In the summer of 2004, the conservative gadfly Jerome R. Corsi shot to the top of the best-seller lists as co-author of "Unfit for Command," the book attacking Sen. John Kerry's record on a Vietnam War Swift boat that began the larger, damaging campaign against Kerry's war credentials as he sought the presidency.

Almost exactly four years after that campaign began, Corsi has released a new attack book painting Sen. Barack Obama, D-Ill., as a stealth radical liberal who has tried to cover up "extensive connections to Islam" - Obama is a Christian - and questioning whether Obama's admitted experimentation with drugs during high school and college ever ceased.

Significant portions of "The Obama Nation," released by Threshold Editions, a division of Simon & Schuster that has as its chief editor, Mary Matalin, the former Republican operative turned publisher-pundit, have already been challenged as misleading or false in the days since it made its debut on Aug. 1.

But it is to make its first appearance on The New York Times best-seller list for nonfiction hard covers this Sunday - at No. 1. The book is pushed along by a large volume of bulk sales, intense voter interest in Obama and an aggressive marketing campaign.

"The goal is to defeat Obama," Corsi said. "I don't want Obama to be in office." In its timing, authorship and style of reportage, the book is reminiscent of the book that Corsi wrote with his co-author, John O'Neill, about Kerry, "Unfit for Command," which included various charges that were ultimately undermined by news reports pointing out the contradictions.

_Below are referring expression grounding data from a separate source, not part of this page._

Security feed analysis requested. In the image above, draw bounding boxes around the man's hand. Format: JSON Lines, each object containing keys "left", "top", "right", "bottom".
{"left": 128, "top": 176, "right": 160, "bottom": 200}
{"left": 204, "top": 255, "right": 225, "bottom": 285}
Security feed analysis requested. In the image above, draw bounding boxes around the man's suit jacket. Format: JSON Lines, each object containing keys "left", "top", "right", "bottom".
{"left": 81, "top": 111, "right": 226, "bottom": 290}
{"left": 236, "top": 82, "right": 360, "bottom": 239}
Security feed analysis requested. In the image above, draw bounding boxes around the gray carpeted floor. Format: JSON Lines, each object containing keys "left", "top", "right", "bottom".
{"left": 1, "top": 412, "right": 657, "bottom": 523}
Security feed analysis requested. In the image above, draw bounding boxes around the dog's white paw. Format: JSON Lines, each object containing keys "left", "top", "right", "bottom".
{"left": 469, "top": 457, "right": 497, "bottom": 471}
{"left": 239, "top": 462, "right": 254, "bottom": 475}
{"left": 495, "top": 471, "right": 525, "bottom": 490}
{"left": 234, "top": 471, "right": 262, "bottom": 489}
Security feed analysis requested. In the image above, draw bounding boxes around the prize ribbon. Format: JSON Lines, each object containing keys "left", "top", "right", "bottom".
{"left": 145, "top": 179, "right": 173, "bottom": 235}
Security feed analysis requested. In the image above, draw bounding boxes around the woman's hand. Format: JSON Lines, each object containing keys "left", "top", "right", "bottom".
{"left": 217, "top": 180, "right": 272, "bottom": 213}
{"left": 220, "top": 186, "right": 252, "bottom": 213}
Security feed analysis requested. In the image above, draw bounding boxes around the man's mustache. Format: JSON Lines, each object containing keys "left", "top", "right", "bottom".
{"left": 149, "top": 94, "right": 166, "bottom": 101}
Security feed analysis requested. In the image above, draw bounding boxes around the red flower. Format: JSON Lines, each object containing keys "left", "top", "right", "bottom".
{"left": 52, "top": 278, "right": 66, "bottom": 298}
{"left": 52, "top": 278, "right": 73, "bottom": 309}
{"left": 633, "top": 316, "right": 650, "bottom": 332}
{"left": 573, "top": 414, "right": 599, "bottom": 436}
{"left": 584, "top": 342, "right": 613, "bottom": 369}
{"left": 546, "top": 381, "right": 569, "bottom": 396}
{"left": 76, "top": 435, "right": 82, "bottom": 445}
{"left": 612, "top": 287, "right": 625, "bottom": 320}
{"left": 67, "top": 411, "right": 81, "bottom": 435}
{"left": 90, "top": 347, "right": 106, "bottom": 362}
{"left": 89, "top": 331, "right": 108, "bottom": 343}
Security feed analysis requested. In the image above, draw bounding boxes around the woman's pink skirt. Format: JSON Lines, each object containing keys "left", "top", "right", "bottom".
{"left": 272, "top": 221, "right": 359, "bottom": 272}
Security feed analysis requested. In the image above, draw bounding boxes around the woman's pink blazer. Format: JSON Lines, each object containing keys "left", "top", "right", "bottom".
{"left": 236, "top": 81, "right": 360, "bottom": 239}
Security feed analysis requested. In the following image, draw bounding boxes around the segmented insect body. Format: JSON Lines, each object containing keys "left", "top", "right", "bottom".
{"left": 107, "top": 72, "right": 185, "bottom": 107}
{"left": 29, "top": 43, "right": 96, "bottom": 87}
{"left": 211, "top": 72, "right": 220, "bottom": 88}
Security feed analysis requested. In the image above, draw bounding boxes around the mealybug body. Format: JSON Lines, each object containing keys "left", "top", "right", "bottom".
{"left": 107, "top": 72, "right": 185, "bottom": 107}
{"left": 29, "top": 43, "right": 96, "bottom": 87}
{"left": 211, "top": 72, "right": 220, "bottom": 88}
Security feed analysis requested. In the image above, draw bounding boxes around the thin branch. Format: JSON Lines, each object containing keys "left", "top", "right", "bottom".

But books like "Unfit for Command," which remained for some 12 weeks on the Times best-seller list, and, now, "The Obama Nation," have become an effective and favored delivery system for political attacks.

The sensational findings in these books, whether dubious or true, can quickly come to dominate the larger political discussion in the media, especially on cable television and the less readily detectible confines of talk radio and partisan Web sites.

Several of the book's charges, in fact, are unsubstantiated, misleading or inaccurate.

For instance, Corsi writes that Obama had "yet to answer" whether he "stopped using marijuana and cocaine completely in college, or whether his drug usage extended to his law school days or beyond," asking, "How about in the U.S. Senate?"

But Obama, who acknowledged occasional marijuana and cocaine use during his high school and early college years, wrote in his memoir that he had "stopped getting high" when he moved to New York in the early 1980s.

And in an interview in 2003 with The State Journal-Register of Springfield, Ill., he said in response to questions of his drug use, "By the time I was 20, I don't think I indulged again."

In exploring Obama's denials that he had been present for incendiary sermons of his former pastor, the Rev. Jeremiah Wright, Corsi cites a report in the conservative Web site NewsMax.com that Obama had attended a sermon on July 22, 2007, in which Wright blamed "the 'white arrogance' of America's Caucasian majority for the world's suffering, especially the oppression of blacks."

Obama was giving a speech in Florida that afternoon, and his campaign reported he had not attend Wright's church that day.